# Tämän Kylän Poikii



## Maabdreo

This song lyric doesn't make sense to me grammatically:

_
Ne kysyy, "oot*sie* tämän kylän *poikii*?"

_​Isn't _sie_ singular and _poikii_ plural?


----------



## fennofiili

Yes, _sie _(= standard Finnish sinä) is singular and _poikii _(= std. poikia) is plural. But it is grammatically correct. A subject in singular may have a predicative in partitive plural, e.g. _sinä olet tämän kylän poikia_. Structurally it means “you are (one) of the boys/guys of this village”, but the meaning is rather “you are a boy/guys of this village”, “you are from this village”. (_Poika _does not really refer to just young people here; hence my expression “boys/guys”.) 

It would be possible to say _ootsie tämän kylän poika_, but the tone is different; _poikii _refers to being part of a group.


----------



## DrWatson

You're right, the subject is singular and the predicative is plural. This is a common construction in Finnish and it's called the _predicative of inclusion_ in VISK (§ 955). It's used to indicate that the subject belongs or is part of the group defined in the predicative, in this case boys from this village. Some other examples I made up on the fly:

_Alue on Suomen kauneimpia._ 'The area is one of the most beautiful in Finland.'
_Hän on Rauman Virtasia._ 'S/he is one of the Virtanens of Rauma (= He belongs to the Virtanen family from Rauma)'
_Hän on kielen viimeisiä puhujia_. 'S/he is one of the last speakers of the language.'


----------



## Maabdreo

Oh, that makes sense. Kiitos Fennofiili!


----------



## Maabdreo

Thanks, DrWatson. So does that construction differ from _X on yksi Y:stä _​in any way?

Edit: If I understood the end of the VISK article, it sounds like they're equivalent in meaning though using the elative makes it possible to specify the quantity of Y. Is that right?


----------



## fennofiili

Maabdreo said:


> So does that construction differ from _X on yksi Y:stä _​in any way?



It might have a different tone.



> If I understood the end of the VISK article, it sounds like they're equivalent in meaning though using the elative makes it possible to specify the quantity of Y. Is that right?

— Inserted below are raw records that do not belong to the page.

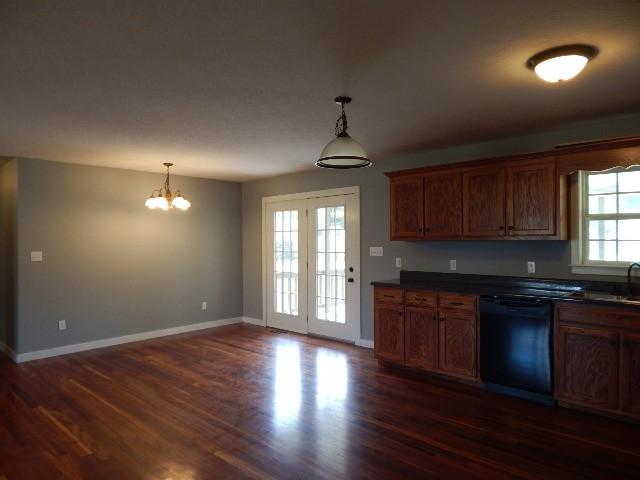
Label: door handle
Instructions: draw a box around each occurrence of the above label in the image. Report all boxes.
[348,278,354,283]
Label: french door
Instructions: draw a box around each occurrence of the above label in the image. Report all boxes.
[265,191,360,343]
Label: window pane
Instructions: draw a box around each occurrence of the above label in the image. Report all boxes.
[619,241,640,262]
[588,173,616,195]
[588,194,617,214]
[619,193,640,213]
[619,171,640,193]
[588,240,616,261]
[619,219,640,240]
[589,220,616,240]
[317,208,325,230]
[275,211,283,231]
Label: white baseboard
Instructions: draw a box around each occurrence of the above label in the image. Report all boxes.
[0,341,17,362]
[356,338,374,349]
[242,316,266,326]
[14,316,243,363]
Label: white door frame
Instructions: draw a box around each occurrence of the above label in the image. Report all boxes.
[261,186,360,343]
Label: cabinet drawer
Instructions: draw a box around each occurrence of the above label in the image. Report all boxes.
[438,293,477,311]
[406,290,436,307]
[375,288,404,304]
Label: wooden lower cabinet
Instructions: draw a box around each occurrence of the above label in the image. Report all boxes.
[621,333,640,416]
[374,303,404,363]
[404,306,438,370]
[374,288,478,382]
[555,324,619,411]
[438,308,477,379]
[555,303,640,420]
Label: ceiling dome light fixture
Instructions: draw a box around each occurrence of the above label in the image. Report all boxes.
[145,163,190,211]
[527,44,598,83]
[316,96,371,169]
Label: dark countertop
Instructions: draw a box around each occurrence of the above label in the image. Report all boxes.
[371,271,640,311]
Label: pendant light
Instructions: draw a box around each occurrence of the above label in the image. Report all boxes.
[316,96,371,169]
[527,44,598,83]
[145,163,191,211]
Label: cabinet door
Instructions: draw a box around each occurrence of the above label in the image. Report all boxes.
[374,303,404,363]
[621,333,640,416]
[438,309,477,378]
[424,172,462,238]
[462,167,505,237]
[404,307,438,370]
[390,176,424,239]
[555,324,619,410]
[506,160,556,235]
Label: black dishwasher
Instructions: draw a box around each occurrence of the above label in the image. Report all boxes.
[479,296,553,404]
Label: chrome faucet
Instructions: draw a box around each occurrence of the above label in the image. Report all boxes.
[629,263,640,296]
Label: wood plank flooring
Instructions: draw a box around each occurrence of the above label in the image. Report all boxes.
[1,324,639,479]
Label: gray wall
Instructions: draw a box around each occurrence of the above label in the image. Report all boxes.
[15,158,242,354]
[242,113,640,340]
[0,159,18,350]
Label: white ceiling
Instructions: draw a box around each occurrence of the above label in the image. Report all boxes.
[1,0,639,181]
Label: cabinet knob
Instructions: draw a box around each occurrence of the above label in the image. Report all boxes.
[499,226,505,230]
[508,226,514,230]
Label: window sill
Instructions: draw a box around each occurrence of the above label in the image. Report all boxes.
[570,264,630,276]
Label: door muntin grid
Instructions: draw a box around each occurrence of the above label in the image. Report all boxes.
[273,210,299,315]
[315,206,346,324]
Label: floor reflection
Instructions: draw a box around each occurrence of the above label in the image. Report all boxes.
[273,340,302,425]
[316,348,348,409]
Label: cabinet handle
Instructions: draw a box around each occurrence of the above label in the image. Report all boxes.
[610,339,618,346]
[499,226,505,230]
[508,226,514,230]
[383,295,395,298]
[418,227,423,232]
[448,301,464,306]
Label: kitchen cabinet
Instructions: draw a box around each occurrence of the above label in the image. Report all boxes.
[555,324,619,411]
[506,159,556,236]
[621,333,640,416]
[374,287,478,381]
[424,171,462,238]
[555,303,640,420]
[438,308,477,378]
[404,306,438,370]
[462,166,506,237]
[374,300,404,363]
[390,176,424,239]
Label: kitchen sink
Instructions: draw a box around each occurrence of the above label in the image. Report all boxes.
[569,291,640,304]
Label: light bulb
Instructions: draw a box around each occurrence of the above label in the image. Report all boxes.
[172,194,190,210]
[534,55,589,83]
[156,196,169,210]
[145,196,157,209]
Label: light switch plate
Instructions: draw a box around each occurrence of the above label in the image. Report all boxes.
[528,261,536,274]
[395,257,402,268]
[58,320,66,331]
[369,246,383,257]
[201,301,207,311]
[31,251,43,262]
[449,259,457,271]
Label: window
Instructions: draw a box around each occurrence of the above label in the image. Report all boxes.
[581,168,640,266]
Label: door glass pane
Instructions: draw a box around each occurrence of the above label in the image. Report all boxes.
[273,210,298,315]
[315,206,346,324]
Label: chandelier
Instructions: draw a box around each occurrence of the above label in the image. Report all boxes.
[145,163,190,211]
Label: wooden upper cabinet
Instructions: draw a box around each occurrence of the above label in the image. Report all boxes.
[374,303,404,363]
[506,160,556,236]
[438,309,477,378]
[424,172,462,238]
[390,176,424,239]
[404,306,438,370]
[463,167,506,237]
[555,324,619,411]
[621,333,640,416]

Well, almost. It says that they are alternative, except when the quantity of the set is specified. It does not really describe the difference, and it is somewhat difficult to explain. Both _Alue on Suomen kauneimpia_ and _Alue on yksi Suomen kauneimmista_ have the same denotation, and they can both be translated using a “one of ...” construct, but the latter somewhat emphasizes that it is one of a set. Maybe it also sounds less idiomatic, since it has a rather direct counterpart in other languages, whereas the expression with partitive is specific to Finnish. But I guess some people might say that there’s no difference in meaning.


----------



## Maabdreo

Thanks for the thoughtful response!


----------